The current state of the ETH market indicates a crucial moment as it tests a key support level after pulling back from its all-time high in August. With exchange balances dropping to levels not seen in years and stablecoin liquidity on the rise, selling pressure may decrease, opening the door for significant upward movements. It seems that ETH may be entering a phase driven by supply, with this support area potentially playing a revolutionary role.

A recent report from CryptoQuant reveals that Ethereum’s 30-day SMA netflow has reached its highest withdrawal levels since late 2023. This trend suggests that investors are opting for self-custody or DeFi use cases over active selling, reducing short-term supply and paving the way for potential price increases.

Historical data on exchange supply ratios (ESR) shows a shift in trend since 2022, with ESR at a low of 0.139. This indicates that very few coins are held on centralized exchanges, setting the stage for a bullish outlook if demand surges.

Currently, ETH is trading near $4,100, with minimal selling pressure and strong support. Market analysts believe this setup is conducive to reaching new highs in 2025, with reduced exchange liquidity potentially boosting momentum.

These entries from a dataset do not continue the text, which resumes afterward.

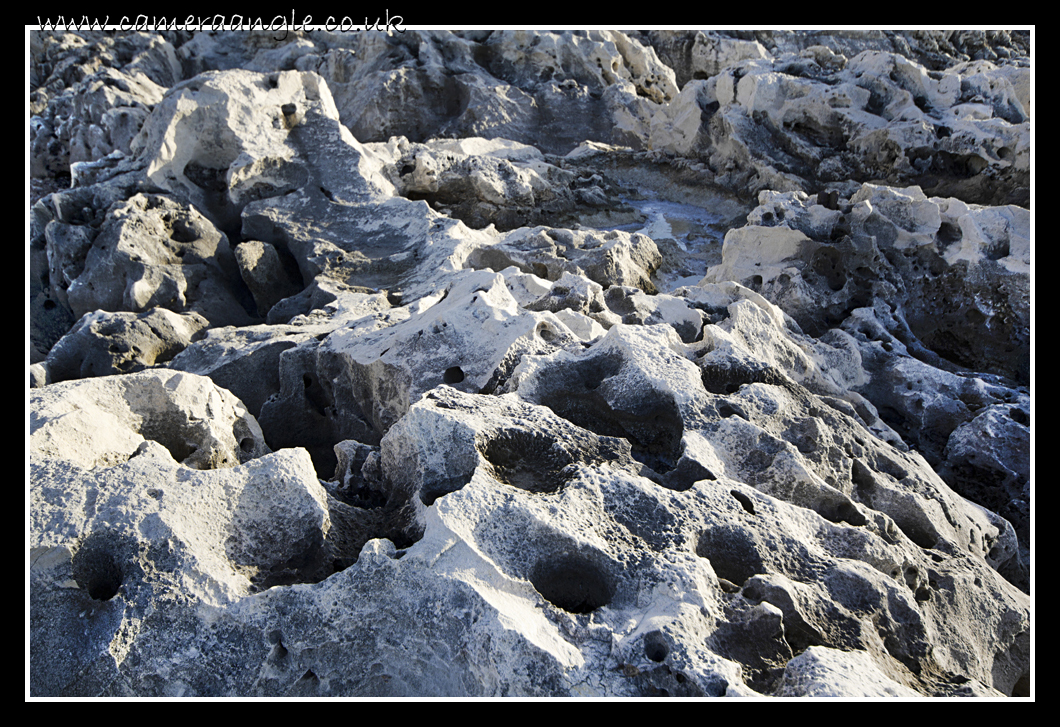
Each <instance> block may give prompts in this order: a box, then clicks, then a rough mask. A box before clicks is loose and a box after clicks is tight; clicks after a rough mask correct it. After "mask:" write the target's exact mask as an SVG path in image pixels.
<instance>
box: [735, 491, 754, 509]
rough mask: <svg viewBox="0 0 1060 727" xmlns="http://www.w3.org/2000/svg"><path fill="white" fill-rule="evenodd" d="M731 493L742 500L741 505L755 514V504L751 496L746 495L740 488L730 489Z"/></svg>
mask: <svg viewBox="0 0 1060 727" xmlns="http://www.w3.org/2000/svg"><path fill="white" fill-rule="evenodd" d="M729 495H731V496H732V497H735V498H736V499H737V500H738V501H739V502H740V506H741V507H742V508H743V509H744V510H746V511H747V512H748V513H750V514H752V515H754V514H755V506H754V504H753V503H752V501H750V498H749V497H747V496H746V495H744V494H743V493H742V492H740V491H739V490H730V491H729Z"/></svg>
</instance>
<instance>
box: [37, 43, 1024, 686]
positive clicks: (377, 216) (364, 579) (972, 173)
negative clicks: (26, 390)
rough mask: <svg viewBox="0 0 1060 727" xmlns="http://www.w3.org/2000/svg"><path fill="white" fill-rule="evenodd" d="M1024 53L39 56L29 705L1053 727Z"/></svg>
mask: <svg viewBox="0 0 1060 727" xmlns="http://www.w3.org/2000/svg"><path fill="white" fill-rule="evenodd" d="M171 43H172V45H171ZM174 51H175V52H174ZM1028 52H1029V45H1028V36H1027V35H1026V34H1022V33H1008V32H997V31H990V32H983V31H960V32H946V31H903V32H883V31H820V32H789V31H755V32H741V31H717V32H716V31H711V32H695V31H693V32H673V33H671V32H664V31H633V32H629V33H618V32H607V31H575V32H557V33H550V32H535V31H496V32H491V31H466V32H457V33H451V32H445V31H407V32H406V33H399V32H392V33H388V34H384V33H376V32H360V33H331V32H293V33H290V34H289V36H288V37H287V38H283V39H281V38H278V37H275V34H272V33H269V32H267V31H264V32H253V33H227V32H222V33H197V34H193V35H189V34H184V33H169V32H167V33H166V34H165V35H164V39H162V36H147V35H144V34H129V35H121V34H119V35H118V36H113V37H111V36H109V35H107V34H103V33H88V34H84V35H83V36H78V35H73V34H65V35H64V34H61V33H48V34H31V54H32V58H33V61H34V63H33V68H32V69H31V85H32V87H33V89H32V95H31V117H32V120H31V124H32V126H33V134H34V136H33V144H34V146H33V152H32V156H33V160H32V163H33V165H34V174H42V175H45V176H43V177H40V178H39V179H38V180H37V183H35V184H34V188H33V190H32V196H31V202H32V203H33V209H32V211H31V225H30V240H29V241H28V242H29V245H30V263H31V265H30V274H31V280H30V290H29V292H30V302H31V307H30V309H31V340H32V343H33V354H32V358H31V360H32V361H40V362H35V364H34V365H33V366H31V369H30V377H31V386H35V387H37V388H33V389H32V391H31V396H30V482H29V484H28V491H29V492H30V493H31V494H30V502H31V519H30V528H31V533H30V544H29V548H30V573H29V577H30V614H29V618H30V675H29V679H30V690H31V694H32V695H33V696H63V695H66V696H84V695H106V696H170V695H193V696H222V695H231V696H240V697H246V696H258V695H261V696H322V695H335V696H399V695H402V696H409V695H410V696H498V695H552V696H554V695H573V696H646V695H675V696H720V695H729V696H757V695H779V696H794V695H805V696H824V695H836V696H848V697H879V696H898V697H909V696H915V695H922V696H999V695H1019V696H1026V695H1029V694H1030V681H1031V679H1030V650H1031V624H1030V613H1029V611H1030V607H1029V597H1028V596H1027V593H1029V588H1030V583H1029V571H1028V567H1027V564H1028V562H1029V556H1030V542H1029V519H1030V490H1031V485H1030V471H1031V462H1030V457H1029V454H1030V453H1029V441H1030V401H1029V366H1030V365H1029V361H1030V359H1029V340H1030V325H1029V273H1030V245H1031V236H1030V226H1029V215H1028V213H1027V211H1026V209H1025V208H1020V207H1017V206H1014V205H1012V202H1015V203H1024V205H1025V203H1026V199H1027V198H1029V197H1028V192H1027V190H1028V189H1029V185H1028V179H1029V122H1028V118H1029V94H1028V91H1027V90H1026V82H1027V76H1028V75H1029V65H1028V63H1029V61H1028V60H1027V59H1026V57H1024V56H1026V55H1027V53H1028ZM93 54H95V55H96V56H98V57H96V58H93ZM174 59H178V61H175V60H174ZM291 69H297V70H291ZM181 73H182V74H183V76H184V79H181V78H180V74H181ZM196 74H199V75H196ZM193 76H194V77H193ZM148 79H149V81H148ZM678 88H681V89H682V90H681V91H679V92H678ZM163 89H169V90H165V91H164V95H163V93H162V91H163ZM148 111H149V112H148ZM141 122H142V128H141ZM138 128H139V129H140V131H139V134H138V135H137V136H136V137H135V138H134V136H133V135H134V134H136V130H137V129H138ZM351 129H352V130H353V134H351ZM393 135H404V136H393ZM390 137H392V138H390ZM388 138H389V140H388ZM410 139H411V141H409V140H410ZM509 139H511V140H514V141H509ZM370 142H371V143H370ZM529 144H533V146H530V145H529ZM616 144H617V145H623V146H624V147H625V148H619V147H617V146H615V145H616ZM576 146H577V149H576V152H575V153H572V154H570V155H568V156H567V157H563V158H560V157H553V156H548V155H549V154H550V153H566V152H567V150H569V149H571V148H573V147H576ZM71 158H76V159H81V158H84V159H85V160H84V161H75V162H74V163H72V164H70V163H68V161H65V160H69V159H71ZM866 180H870V181H871V183H864V184H863V183H861V182H863V181H866ZM913 184H919V185H920V187H914V185H913ZM718 185H721V188H719V187H718ZM924 190H926V192H924ZM749 192H754V193H758V192H760V194H758V206H757V208H755V209H753V210H750V211H749V214H747V210H748V209H749V208H742V207H741V206H740V205H736V203H735V202H732V201H731V196H732V194H734V193H736V194H742V195H746V194H747V193H749ZM653 194H655V195H658V197H659V199H658V200H654V199H646V198H647V197H651V196H652V195H653ZM619 197H623V198H625V199H628V200H629V201H630V205H629V207H625V206H624V202H622V203H617V202H616V199H618V198H619ZM708 200H709V201H708ZM984 202H986V203H991V205H997V206H993V207H986V206H982V205H983V203H984ZM688 205H695V206H697V207H699V208H709V211H707V210H706V209H701V211H700V212H702V215H703V218H701V217H700V216H696V215H699V214H700V213H699V212H697V213H692V212H689V213H688V214H689V218H688V219H685V218H683V215H685V214H686V211H687V210H688V209H689V208H688V207H687V206H688ZM741 205H742V203H741ZM683 206H684V207H683ZM639 210H643V212H640V211H639ZM707 216H709V217H710V219H706V217H707ZM692 217H695V220H694V221H693V220H692V219H691V218H692ZM461 219H463V220H465V221H466V223H467V224H466V225H465V224H464V223H463V221H461ZM528 225H535V226H536V227H523V226H528ZM565 225H571V226H572V227H575V229H572V230H565V229H561V228H562V227H563V226H565ZM619 226H621V227H620V229H615V228H616V227H619ZM474 228H480V229H474ZM510 228H511V229H510ZM598 228H602V229H598ZM729 228H732V229H729ZM498 229H499V230H500V231H498ZM693 229H694V230H695V231H696V232H695V234H692V233H691V232H690V231H691V230H693ZM632 230H638V231H637V232H631V231H632ZM726 231H727V233H726ZM723 236H724V243H722V237H723ZM708 268H709V271H708V274H707V276H706V279H705V280H702V282H700V284H697V285H696V284H694V282H695V281H697V280H701V279H703V278H704V274H703V271H704V270H707V269H708ZM679 286H685V287H679ZM659 290H664V291H666V294H665V295H664V294H659V292H658V291H659ZM83 314H84V318H83V320H82V326H81V327H80V329H77V330H76V331H73V332H70V329H71V327H72V326H73V324H74V322H75V321H76V319H77V317H80V316H82V315H83ZM262 319H264V320H265V321H266V323H265V324H261V320H262ZM153 321H167V322H169V323H167V326H169V327H166V326H161V327H160V326H159V325H155V324H154V323H153ZM120 322H124V323H126V324H127V326H126V327H127V330H126V331H125V332H122V331H120V330H119V329H120V327H121V326H119V325H118V323H120ZM208 323H209V325H210V326H211V327H209V330H206V329H205V327H204V326H206V325H207V324H208ZM251 324H253V325H251ZM101 325H102V329H101ZM93 326H94V327H93ZM147 326H154V327H153V329H152V331H151V332H149V333H148V332H147V330H146V329H147ZM163 329H164V330H163ZM68 332H70V333H69V335H67V336H66V337H65V338H64V335H65V334H67V333H68ZM141 333H142V334H143V336H140V334H141ZM138 336H140V337H138ZM192 338H195V339H196V340H191V339H192ZM60 339H61V340H60ZM185 339H187V340H185ZM55 341H59V343H58V344H57V345H55ZM180 348H183V350H182V351H181V352H180V353H179V354H177V355H176V356H174V354H176V353H177V351H178V350H179V349H180ZM49 350H51V353H50V354H49V353H48V352H49ZM46 356H47V358H46ZM166 359H169V360H166ZM140 367H160V368H155V369H152V370H149V371H140V372H138V373H126V374H123V375H117V376H99V377H95V378H85V379H84V380H71V382H64V383H58V384H56V383H51V382H54V380H55V379H56V378H59V377H66V376H74V377H75V376H88V375H91V374H99V373H109V372H111V371H114V370H126V369H130V368H140ZM207 377H209V378H207ZM236 396H238V397H240V398H242V400H243V401H242V402H241V401H240V398H236ZM255 418H257V419H255ZM259 424H260V426H259Z"/></svg>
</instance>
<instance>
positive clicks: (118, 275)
mask: <svg viewBox="0 0 1060 727" xmlns="http://www.w3.org/2000/svg"><path fill="white" fill-rule="evenodd" d="M56 224H57V223H54V221H53V223H50V224H49V227H52V226H53V225H56ZM50 242H51V241H50ZM70 250H71V246H70V245H69V244H66V243H64V244H63V247H61V248H59V249H57V250H56V254H57V255H58V254H63V255H64V256H65V259H69V258H70V256H72V253H71V252H70ZM76 252H77V253H78V254H77V255H76V262H73V261H71V263H70V266H71V267H73V269H74V270H76V268H77V267H78V265H77V263H78V262H80V266H81V267H83V270H82V271H81V273H80V274H77V277H76V278H73V279H72V280H70V282H69V287H68V288H67V289H66V294H67V298H68V300H69V301H70V307H71V308H72V311H73V312H74V314H75V315H83V314H84V313H86V312H89V311H95V309H103V311H129V312H133V313H140V312H142V311H146V309H148V308H152V307H156V306H159V307H164V308H169V309H170V311H173V312H175V313H184V312H189V313H190V312H194V313H198V314H201V315H202V317H204V318H206V319H207V320H209V321H210V322H211V323H213V324H214V325H225V324H246V323H249V322H250V321H251V318H250V316H249V315H248V314H247V312H246V311H244V309H243V306H242V305H241V304H240V301H238V289H237V288H235V287H234V286H233V285H232V278H233V274H232V273H233V272H235V261H234V259H233V256H232V251H231V248H230V247H229V244H228V238H227V237H226V236H225V234H224V233H223V232H220V231H219V230H217V228H215V227H214V226H213V225H212V224H211V223H210V220H209V219H207V218H206V217H204V216H202V215H201V214H199V213H198V211H196V210H195V209H194V208H189V207H185V206H183V205H181V203H180V202H177V201H175V200H173V199H172V198H170V197H164V196H160V195H143V194H138V195H136V196H135V197H133V198H131V199H129V200H128V201H127V202H125V203H123V205H120V206H118V207H117V208H114V209H112V210H111V212H110V213H109V214H108V215H107V220H106V221H105V223H104V224H103V226H102V227H101V229H100V233H99V235H96V236H95V238H94V241H93V242H92V245H91V247H88V246H85V245H81V246H80V247H77V248H76ZM81 261H83V262H81ZM70 274H71V273H70V271H69V268H67V267H66V266H64V269H63V271H61V272H60V273H59V274H58V276H57V277H58V278H59V280H60V281H63V282H66V281H67V280H68V279H69V278H70ZM53 285H55V286H56V287H61V283H59V284H58V285H56V283H55V282H54V281H53Z"/></svg>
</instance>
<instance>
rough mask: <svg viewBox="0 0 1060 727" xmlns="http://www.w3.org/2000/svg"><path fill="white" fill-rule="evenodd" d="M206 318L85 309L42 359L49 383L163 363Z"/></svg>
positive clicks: (207, 325) (161, 313)
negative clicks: (72, 326)
mask: <svg viewBox="0 0 1060 727" xmlns="http://www.w3.org/2000/svg"><path fill="white" fill-rule="evenodd" d="M208 325H209V321H207V319H206V318H204V317H202V316H200V315H198V314H196V313H190V314H184V315H180V314H176V313H173V312H171V311H167V309H165V308H151V309H149V311H146V312H144V313H142V314H140V315H135V314H130V313H107V312H105V311H95V312H92V313H86V314H85V315H84V316H82V319H81V320H80V321H77V324H76V325H75V326H74V327H73V329H71V330H70V333H68V334H67V335H66V336H64V337H63V338H60V339H59V340H58V341H57V342H56V343H55V345H54V347H53V348H52V350H51V351H49V352H48V357H47V358H46V359H45V366H46V367H47V369H48V383H49V384H54V383H57V382H66V380H69V379H72V378H88V377H90V376H109V375H111V374H122V373H131V372H134V371H141V370H143V369H146V368H149V367H153V366H156V365H161V364H164V362H165V361H169V360H170V359H172V358H173V357H174V356H176V355H177V354H179V353H180V352H181V351H182V350H183V349H184V348H185V347H188V344H190V343H191V342H192V341H193V340H196V339H198V338H200V337H201V333H200V332H201V331H202V330H204V329H206V327H207V326H208Z"/></svg>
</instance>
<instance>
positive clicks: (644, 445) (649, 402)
mask: <svg viewBox="0 0 1060 727" xmlns="http://www.w3.org/2000/svg"><path fill="white" fill-rule="evenodd" d="M621 368H622V360H621V358H619V357H617V356H615V357H613V356H595V357H593V358H589V359H585V360H580V361H573V362H563V364H559V365H557V366H555V367H554V369H553V375H552V377H551V379H550V380H549V382H548V383H547V384H546V386H548V387H549V388H548V390H547V391H544V390H542V391H541V398H540V403H541V404H543V405H545V406H547V407H548V408H549V409H551V410H552V411H553V412H554V413H555V414H557V415H559V416H562V418H563V419H565V420H567V421H568V422H571V423H573V424H577V425H578V426H580V427H582V428H583V429H588V430H589V431H591V432H594V433H596V435H600V436H601V437H618V438H622V439H625V440H626V441H629V442H630V447H631V449H632V451H633V457H634V458H635V459H636V460H637V461H639V462H640V463H641V464H644V465H647V466H649V467H651V468H652V469H654V471H655V472H656V473H659V474H665V473H668V472H670V471H671V469H673V468H674V466H676V464H677V461H678V460H679V459H681V455H682V449H683V446H682V437H683V436H684V431H685V427H684V423H683V421H682V419H681V413H679V411H678V410H677V405H676V404H675V403H674V401H673V398H672V397H670V396H667V395H665V394H660V393H659V392H656V391H654V390H652V389H650V388H647V387H644V388H643V390H642V391H637V392H636V393H635V394H634V393H631V392H630V391H629V390H628V389H629V388H630V387H626V390H625V391H622V392H621V394H622V400H621V401H620V402H616V401H615V395H614V393H612V390H613V389H615V388H616V387H608V386H606V385H605V382H607V379H610V378H611V377H612V376H615V375H616V374H618V372H619V371H620V370H621ZM543 388H544V387H543ZM613 404H614V408H613Z"/></svg>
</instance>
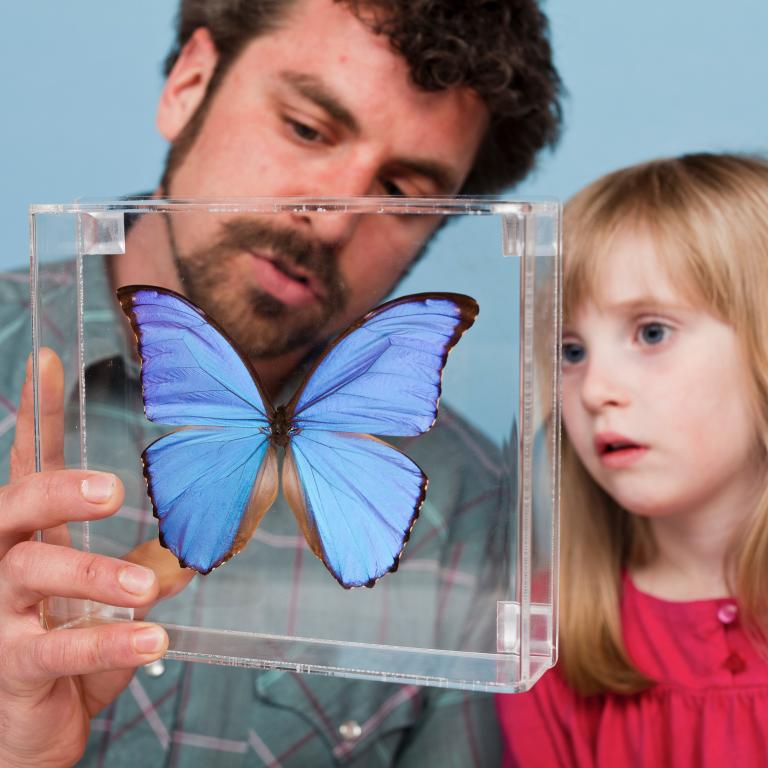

Additionally, the surge in ERC-20 USDT supply to an all-time high of $93.4 billion adds another layer of strength to Ethereum’s market setup. This influx of stablecoin liquidity can quickly flow into ETH and other assets, supporting market rallies and increasing trading volume.

In summary, the combination of declining exchange balances, rising stablecoin liquidity, and historical trends in ESR point towards a positive outlook for ETH in 2025. The stage is set for potential price surges and market rallies in the coming months.